The investment, announced earlier this week, comes on the back of the deal the French group struck last month to buy Swiss specialty feed ingredients firm, Pancosma.
Total Alimentos has annual sales of around $220 million. "It is in good financial shape," Matthieu Leroy, head of projects, communications and institutional relations at InVivo told us.
But he would not be drawn on the purchase price of the family run nutrition business.
He said the acquisition will allow InVivo "to strengthen its innovation capabilities [in Latin America] thanks to the Total Alimentos R&D center."
The French firm wants to “quickly consolidate” its position in the profitable and dynamic pet food sector in markets such as Latin America and Asia, with Total Alimentos the third leading pet food player in Brazil by volume, and also strong in that segment in Uruguay and Colombia.
But InVivo is also aiming to leverage both the positive demographic trend and the fast growth of the middle class in Latin America through continued expansion in the animal proteins sector with Total Alimentos a significant player on the dairy cattle feed side. "There is increasing demand for dairy products in the region," said Leroy.
InVivo said it is evaluating six other possible acquisitions, including one in Indonesia, further deals in South America and also targets back in France.

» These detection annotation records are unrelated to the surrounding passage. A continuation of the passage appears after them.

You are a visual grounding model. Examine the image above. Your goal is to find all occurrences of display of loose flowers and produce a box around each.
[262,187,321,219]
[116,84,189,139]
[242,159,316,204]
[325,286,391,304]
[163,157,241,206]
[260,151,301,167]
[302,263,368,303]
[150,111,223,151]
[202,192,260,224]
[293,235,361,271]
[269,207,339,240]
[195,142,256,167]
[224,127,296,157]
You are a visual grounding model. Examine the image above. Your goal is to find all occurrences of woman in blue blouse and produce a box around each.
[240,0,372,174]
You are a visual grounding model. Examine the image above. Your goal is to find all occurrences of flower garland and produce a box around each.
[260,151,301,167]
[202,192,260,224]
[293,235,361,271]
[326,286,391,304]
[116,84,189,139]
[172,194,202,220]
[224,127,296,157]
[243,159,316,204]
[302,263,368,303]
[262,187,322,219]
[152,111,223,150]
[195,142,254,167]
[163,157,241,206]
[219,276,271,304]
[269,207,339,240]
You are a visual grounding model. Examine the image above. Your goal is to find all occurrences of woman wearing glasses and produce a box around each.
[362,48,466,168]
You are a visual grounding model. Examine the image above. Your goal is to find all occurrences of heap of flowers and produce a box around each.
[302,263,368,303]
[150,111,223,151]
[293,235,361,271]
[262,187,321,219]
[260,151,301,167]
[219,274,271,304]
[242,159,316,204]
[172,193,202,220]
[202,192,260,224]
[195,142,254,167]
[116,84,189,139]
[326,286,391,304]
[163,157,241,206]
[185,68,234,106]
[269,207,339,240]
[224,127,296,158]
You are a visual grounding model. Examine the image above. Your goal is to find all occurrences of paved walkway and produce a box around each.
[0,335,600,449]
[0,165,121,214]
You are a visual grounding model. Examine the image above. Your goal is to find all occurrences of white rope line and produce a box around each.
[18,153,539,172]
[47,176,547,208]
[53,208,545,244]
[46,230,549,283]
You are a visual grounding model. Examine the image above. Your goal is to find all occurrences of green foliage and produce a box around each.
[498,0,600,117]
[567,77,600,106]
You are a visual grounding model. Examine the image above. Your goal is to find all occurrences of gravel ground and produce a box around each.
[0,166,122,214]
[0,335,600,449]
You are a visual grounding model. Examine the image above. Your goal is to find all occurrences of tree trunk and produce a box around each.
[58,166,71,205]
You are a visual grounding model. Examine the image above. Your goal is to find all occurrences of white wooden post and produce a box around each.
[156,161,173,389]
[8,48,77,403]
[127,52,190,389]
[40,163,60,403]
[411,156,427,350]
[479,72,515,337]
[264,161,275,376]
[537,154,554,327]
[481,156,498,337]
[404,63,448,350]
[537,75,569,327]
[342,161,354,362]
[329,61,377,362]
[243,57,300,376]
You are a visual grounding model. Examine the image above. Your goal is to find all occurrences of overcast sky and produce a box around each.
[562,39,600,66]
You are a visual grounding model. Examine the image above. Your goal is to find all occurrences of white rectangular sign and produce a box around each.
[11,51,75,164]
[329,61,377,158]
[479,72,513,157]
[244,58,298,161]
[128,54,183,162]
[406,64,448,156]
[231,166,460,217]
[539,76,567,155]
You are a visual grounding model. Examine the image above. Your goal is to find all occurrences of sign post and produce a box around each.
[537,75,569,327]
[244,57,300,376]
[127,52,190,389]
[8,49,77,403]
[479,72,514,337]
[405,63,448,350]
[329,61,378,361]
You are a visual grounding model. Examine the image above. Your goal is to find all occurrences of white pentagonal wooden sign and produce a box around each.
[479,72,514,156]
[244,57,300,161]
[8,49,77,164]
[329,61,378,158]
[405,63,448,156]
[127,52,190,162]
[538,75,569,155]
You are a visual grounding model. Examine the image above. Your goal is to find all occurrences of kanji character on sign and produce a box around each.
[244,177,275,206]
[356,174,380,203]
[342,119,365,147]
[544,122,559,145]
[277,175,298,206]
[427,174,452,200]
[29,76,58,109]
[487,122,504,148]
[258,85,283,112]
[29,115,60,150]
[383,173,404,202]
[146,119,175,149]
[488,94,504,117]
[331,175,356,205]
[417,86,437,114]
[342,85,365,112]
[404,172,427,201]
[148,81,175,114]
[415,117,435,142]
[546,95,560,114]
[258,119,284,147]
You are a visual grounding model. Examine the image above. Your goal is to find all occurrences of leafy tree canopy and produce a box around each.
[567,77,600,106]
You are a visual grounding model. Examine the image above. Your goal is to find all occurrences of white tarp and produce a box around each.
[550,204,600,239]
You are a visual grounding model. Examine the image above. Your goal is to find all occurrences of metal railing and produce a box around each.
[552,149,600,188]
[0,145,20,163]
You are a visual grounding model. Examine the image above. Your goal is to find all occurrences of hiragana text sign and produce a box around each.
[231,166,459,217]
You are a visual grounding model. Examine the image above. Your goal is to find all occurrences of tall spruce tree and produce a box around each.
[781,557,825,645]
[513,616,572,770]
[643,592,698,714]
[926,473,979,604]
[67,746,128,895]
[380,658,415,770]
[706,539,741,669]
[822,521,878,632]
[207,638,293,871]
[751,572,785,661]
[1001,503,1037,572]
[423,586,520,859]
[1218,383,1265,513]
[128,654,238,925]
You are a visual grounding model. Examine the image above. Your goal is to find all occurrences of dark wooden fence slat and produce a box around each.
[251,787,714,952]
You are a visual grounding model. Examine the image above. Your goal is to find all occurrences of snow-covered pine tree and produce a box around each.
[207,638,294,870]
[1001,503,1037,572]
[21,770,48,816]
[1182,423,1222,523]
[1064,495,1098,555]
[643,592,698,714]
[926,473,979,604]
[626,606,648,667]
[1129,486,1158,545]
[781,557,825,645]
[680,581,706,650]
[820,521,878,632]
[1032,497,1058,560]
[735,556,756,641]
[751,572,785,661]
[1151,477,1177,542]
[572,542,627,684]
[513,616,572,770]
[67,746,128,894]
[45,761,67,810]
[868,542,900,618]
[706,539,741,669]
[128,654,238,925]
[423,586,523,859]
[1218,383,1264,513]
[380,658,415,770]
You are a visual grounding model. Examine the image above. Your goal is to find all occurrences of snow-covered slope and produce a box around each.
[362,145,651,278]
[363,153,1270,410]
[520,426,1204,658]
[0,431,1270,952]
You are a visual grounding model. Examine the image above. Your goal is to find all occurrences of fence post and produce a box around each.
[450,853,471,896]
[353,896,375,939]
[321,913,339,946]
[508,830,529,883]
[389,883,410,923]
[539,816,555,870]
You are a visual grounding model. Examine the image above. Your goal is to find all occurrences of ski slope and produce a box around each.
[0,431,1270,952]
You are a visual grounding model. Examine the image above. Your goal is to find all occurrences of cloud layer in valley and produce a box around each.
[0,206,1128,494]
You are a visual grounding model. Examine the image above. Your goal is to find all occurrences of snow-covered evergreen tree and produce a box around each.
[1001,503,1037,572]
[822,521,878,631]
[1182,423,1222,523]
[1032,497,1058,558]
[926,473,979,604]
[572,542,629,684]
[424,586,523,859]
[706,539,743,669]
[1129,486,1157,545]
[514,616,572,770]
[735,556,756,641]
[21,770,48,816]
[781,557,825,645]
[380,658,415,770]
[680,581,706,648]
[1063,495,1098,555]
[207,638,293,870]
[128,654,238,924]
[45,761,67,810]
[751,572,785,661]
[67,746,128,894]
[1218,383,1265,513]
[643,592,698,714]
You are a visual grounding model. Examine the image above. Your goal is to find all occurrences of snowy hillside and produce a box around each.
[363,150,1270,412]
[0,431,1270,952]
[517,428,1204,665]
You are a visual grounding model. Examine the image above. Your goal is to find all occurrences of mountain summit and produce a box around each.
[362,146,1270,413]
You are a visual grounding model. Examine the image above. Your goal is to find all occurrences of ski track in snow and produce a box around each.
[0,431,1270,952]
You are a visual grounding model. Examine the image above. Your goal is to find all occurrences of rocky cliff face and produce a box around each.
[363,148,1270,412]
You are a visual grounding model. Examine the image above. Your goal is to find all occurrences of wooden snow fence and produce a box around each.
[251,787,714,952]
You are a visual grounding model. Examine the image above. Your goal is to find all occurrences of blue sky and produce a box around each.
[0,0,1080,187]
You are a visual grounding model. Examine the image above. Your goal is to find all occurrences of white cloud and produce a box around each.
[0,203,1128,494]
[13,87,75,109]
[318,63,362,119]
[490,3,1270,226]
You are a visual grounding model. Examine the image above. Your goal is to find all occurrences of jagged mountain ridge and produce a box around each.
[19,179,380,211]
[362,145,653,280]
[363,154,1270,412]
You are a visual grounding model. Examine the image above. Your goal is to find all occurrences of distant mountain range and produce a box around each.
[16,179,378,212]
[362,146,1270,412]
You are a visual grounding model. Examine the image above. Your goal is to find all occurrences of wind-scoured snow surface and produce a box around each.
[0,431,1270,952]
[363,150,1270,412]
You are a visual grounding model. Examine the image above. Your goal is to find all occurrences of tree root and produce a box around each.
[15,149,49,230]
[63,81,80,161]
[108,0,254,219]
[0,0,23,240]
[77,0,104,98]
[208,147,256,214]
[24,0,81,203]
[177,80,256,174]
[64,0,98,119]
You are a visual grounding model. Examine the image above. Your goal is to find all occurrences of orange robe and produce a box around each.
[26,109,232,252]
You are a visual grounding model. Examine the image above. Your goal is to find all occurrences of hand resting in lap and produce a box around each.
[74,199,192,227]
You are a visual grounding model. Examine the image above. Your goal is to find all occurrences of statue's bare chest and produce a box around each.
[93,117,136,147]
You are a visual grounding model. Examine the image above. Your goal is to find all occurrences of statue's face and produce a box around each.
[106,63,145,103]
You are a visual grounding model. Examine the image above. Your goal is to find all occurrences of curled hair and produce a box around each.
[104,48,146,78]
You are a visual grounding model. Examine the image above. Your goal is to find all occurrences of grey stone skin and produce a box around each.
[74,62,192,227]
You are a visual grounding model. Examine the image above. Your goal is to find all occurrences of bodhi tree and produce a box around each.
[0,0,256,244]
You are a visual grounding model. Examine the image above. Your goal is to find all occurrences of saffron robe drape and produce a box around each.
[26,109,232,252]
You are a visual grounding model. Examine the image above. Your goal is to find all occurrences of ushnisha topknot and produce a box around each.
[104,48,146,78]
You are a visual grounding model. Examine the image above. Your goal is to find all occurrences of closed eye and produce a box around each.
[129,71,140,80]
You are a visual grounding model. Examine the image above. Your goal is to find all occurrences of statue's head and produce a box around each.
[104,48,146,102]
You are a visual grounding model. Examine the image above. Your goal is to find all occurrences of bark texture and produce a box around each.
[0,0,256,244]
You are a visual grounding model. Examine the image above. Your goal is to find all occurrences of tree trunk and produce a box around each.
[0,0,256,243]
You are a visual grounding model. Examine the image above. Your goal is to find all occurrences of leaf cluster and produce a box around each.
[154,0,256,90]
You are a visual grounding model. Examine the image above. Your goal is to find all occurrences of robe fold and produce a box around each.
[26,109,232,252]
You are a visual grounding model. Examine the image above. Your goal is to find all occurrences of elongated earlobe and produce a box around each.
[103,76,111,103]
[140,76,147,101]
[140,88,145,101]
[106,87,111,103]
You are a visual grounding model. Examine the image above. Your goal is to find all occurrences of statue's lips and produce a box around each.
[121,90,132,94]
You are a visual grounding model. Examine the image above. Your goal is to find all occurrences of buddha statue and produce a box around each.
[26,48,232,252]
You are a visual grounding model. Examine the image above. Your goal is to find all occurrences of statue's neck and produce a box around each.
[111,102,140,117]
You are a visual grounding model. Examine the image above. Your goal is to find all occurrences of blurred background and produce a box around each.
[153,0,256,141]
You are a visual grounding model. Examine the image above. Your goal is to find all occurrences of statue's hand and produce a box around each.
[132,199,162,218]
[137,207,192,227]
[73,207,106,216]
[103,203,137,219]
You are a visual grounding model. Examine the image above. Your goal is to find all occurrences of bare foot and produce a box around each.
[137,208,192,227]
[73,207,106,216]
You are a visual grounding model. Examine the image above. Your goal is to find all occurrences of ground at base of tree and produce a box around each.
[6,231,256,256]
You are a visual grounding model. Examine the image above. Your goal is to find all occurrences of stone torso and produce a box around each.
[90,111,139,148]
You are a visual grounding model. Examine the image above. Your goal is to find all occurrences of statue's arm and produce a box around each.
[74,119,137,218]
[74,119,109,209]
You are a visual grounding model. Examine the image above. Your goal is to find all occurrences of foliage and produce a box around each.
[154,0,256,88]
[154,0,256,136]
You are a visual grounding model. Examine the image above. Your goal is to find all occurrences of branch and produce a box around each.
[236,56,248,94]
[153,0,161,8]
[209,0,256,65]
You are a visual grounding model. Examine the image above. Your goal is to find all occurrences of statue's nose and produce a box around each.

To help finance its expansion plans, the company is talking to potential investors regarding a capital increase, said Leroy.
InVivo already benefits from a key position in Mexico, where it dominates the livestock and equine feed market. It is also ranked third in terms of shrimp feed and pet food sector players in that country.
It has been building its Mexican presence in the past few years. In July last year it acquired a key premix player, Vipresa.
That feed additive manufacturer is based in Jalisco state, the region with the biggest concentration of egg production in Mexico, with the asset giving InVivo greater access to the layer segment of the Mexican poultry market.
In July this year, the French group outlined its strategy for growth in Central America.
Executive vice-president of InVivo Mexico, Eric Nojac, told feednavigator then: “We intend to expand both organically and externally in Mexico, the Caribbean and Central America, and, in line with our preventative approach to animal health, we are trying to identify potential premix or vaccine producer acquisition targets in the region."